Scientific Name: Euathlus smithi As a invertebrate, tarantula do not have any internal skeleton or bones causing them to be delicate. To make up for this they have an exoskeleton that is shed regularly. Instead they have an exoskeleton that must be shed (molted) on a regular basis. While molting occurs, the old skeleton is split while the tarantula lays on its back pulling off its body leaving itself in vulnerability
Umbrella Jellyfish Scientific Name: Eutonina indicans This jellyfish gets it’s name from it’s appearance of an umbrella and is transparent, almost invisible. The most noticeable parts of the umbrella jelly’s body are its four radial canals. The mouth has four frilly lips and extends below the bell margin on a conical peduncle. When food is eaten by the jellyfish, the mouth swings over to “lick” the food off its tentacles.

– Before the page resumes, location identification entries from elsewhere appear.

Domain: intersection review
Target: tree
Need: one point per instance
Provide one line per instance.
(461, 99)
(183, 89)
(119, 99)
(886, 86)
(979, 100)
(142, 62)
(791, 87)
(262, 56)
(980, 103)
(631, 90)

The European Medicinal Leech Scientific Name: Hirudo medicinalis Completely mature adults can grow up to 20 cm in length in the shades of green, brown, or mix of both color with a darker shade on the dorsal side and lighter shade on the ventral side. Also, the dorsal side has a thin red stripe. The leech has two suckers on each end of its body, one called the anterior and the other the posterior end. They were used to remove blood from patients as part of a process to "balance" the “humors" that kept the body functioning. Presently, they used to reduce blood coagulation, to relieve venous insufficiency, and in reconstructive surgery
Brown Rock Urchin Scientific Name: Arbacia punctulata When not hiding, they shy away under shells or are cover themselves unto the sands or rocks. The name of sea urchin comes from the Old English name for a spiny hedgehog. An urchin’s mouth is underneath due to constant grazing while moving. The anus is on top of the urchin between the spines. In addition, waste can be excreted as a form of defense.

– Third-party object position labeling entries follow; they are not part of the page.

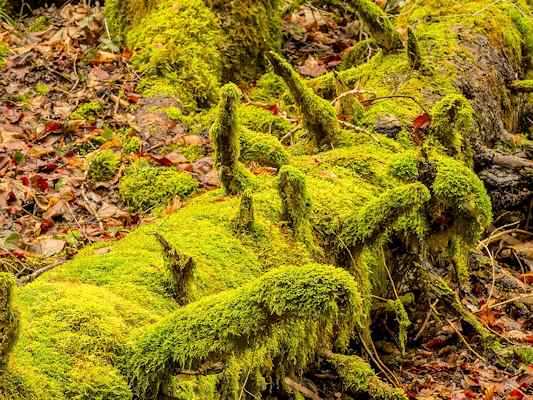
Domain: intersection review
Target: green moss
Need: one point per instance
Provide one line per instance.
(262, 149)
(357, 376)
(87, 112)
(39, 24)
(308, 303)
(378, 23)
(176, 48)
(453, 126)
(103, 166)
(296, 204)
(131, 144)
(225, 137)
(405, 167)
(9, 323)
(261, 120)
(144, 187)
(41, 88)
(318, 114)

Giant Green Anemone Scientific Name: Anthopleura xanthogrammica This species is usually a solitary, large anemone. Its coloration comes from green pigments in its skin as well as symbiotic algae that live in the lining of its gut. When exposed to sunlight this anemone “farms” some of its nutrition from the material created by this algae. Once prey comes in contact with the tentacles of the anemone, it is paralyzed and taken hold. Of into its mouth and excreted through the same opening.

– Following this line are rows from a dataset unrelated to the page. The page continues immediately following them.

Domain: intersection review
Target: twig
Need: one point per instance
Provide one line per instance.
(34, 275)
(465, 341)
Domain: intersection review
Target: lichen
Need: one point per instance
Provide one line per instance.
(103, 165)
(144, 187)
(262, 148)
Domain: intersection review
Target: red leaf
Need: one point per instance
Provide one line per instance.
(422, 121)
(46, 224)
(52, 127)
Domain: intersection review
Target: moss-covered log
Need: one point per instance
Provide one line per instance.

Oyster Scientific Name: Crassostrea virginica Oysters cause the forming of reefs, which play a huge role in the environment by maintaining the aquatic balance. They provide valuable shelter and habitat for many other estuarine organisms, improve water quality by filter feeding, and reduce bank erosion through stabilization. Oysters are flexible when it comes to weather conditions, water salinity, concentration of sediments in water. Different flavors of oysters result from different environments. The production of a pearl results from an object getting caught in the shell, in which it produces nacre that coats the object from irritation These oysters are a good source of zinc, vitamin B-12, and omega 3 fatty acids.
Tube Sponges Scientific Name: Callyspongia vaginalis This specie of sponge is one of the most common. It is classified by its long tube-shaped growths, and ranges in color from purple to green, though this particular one is one of the few that’s blue in color.